Jo Hartley

Techniques used by chiropractors to treat thoracic spine pain (pain of the upper and middle back) are no better than sham therapy, an Australian study shows.

A research team from the discipline of chiropractic at Murdoch University’s School of Health investigated spinal manipulative therapy and the Graston technique to determine their effectiveness in relieving pain and disability in spine pain compared with sham treatment.

The Graston technique uses a hand-held instrument to detect and break down scar tissue and fascial restrictions to boost mobilisation.

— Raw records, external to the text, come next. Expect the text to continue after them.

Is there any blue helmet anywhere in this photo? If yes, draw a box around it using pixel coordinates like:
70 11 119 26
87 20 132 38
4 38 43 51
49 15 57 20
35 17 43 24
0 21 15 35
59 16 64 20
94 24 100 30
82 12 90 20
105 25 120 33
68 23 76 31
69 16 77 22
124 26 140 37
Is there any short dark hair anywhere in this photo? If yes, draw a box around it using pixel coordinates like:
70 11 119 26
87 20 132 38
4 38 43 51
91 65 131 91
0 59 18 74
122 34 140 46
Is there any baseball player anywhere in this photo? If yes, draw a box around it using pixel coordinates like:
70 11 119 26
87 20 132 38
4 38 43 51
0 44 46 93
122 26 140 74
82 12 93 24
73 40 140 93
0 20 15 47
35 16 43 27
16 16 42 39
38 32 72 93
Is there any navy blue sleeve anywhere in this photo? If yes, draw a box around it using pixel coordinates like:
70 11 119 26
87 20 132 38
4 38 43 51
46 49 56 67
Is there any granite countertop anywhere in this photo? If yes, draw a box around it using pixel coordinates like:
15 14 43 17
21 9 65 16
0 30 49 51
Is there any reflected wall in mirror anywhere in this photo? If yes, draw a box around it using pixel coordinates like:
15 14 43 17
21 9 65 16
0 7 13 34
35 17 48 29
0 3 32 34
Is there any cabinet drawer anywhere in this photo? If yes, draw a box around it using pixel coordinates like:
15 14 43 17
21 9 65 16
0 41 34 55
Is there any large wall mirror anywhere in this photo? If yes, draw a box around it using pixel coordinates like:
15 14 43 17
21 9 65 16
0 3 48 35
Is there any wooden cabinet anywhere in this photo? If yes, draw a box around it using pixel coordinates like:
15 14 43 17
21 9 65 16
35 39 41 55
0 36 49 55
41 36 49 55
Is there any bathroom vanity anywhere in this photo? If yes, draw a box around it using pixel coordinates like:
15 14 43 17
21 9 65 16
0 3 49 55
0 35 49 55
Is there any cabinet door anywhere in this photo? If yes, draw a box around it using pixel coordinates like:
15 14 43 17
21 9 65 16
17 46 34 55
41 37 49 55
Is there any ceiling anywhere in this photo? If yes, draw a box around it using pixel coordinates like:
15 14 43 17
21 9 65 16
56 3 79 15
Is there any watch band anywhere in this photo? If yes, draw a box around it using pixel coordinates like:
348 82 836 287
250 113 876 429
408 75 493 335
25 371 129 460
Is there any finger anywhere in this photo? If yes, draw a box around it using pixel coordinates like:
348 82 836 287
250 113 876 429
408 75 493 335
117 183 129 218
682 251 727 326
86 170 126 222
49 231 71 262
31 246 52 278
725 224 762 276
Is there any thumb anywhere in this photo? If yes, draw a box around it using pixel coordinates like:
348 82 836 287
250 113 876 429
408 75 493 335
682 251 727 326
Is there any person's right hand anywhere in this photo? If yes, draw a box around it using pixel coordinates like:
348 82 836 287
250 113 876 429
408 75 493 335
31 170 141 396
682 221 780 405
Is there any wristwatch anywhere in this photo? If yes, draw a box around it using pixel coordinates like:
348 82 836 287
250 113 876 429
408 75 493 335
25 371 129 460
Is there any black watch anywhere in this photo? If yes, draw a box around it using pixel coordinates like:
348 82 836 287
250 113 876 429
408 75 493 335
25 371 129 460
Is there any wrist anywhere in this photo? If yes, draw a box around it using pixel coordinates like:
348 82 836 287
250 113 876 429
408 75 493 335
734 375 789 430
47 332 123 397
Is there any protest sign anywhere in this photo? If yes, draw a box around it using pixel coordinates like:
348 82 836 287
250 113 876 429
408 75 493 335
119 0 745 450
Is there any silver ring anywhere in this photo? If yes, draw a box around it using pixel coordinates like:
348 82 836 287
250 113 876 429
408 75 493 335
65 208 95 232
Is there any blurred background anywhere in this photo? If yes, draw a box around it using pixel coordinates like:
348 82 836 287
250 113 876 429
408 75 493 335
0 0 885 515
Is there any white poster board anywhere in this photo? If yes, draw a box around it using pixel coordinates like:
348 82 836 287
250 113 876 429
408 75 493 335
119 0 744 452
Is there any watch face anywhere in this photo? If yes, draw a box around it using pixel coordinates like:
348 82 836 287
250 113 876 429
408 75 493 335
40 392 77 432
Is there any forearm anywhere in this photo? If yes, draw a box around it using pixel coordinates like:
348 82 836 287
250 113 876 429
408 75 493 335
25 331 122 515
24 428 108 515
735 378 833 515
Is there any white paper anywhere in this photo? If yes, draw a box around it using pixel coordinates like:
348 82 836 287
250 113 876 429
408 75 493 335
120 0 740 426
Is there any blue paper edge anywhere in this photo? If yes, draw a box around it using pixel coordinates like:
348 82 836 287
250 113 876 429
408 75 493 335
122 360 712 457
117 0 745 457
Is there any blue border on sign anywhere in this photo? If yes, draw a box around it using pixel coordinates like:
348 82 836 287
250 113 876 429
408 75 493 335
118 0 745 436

The study included 143 adults with ongoing non-specific thoracic spine pain who were randomly allocated to receive either spinal manipulative therapy, the Graston technique or sham treatment, which involved non-functional ultrasound.

Each participant received up to 10 supervised treatment sessions at the university’s chiropractic student clinic in Perth over a 4-week period.

The study found that there was no differences in the treatment groups for pain or disability at any point in time following the start of treatment, from one week to 12 months.

However, there were improvements in pain and disability over time in all 3 groups.

“These results constitute the first from a fully powered randomised controlled trial, comparing [spinal manipulative therapy], Graston technique and a placebo.

“It indicates that there is no difference in outcome at any point in time for pain and disability … however, all groups improved with time,” the authors concluded.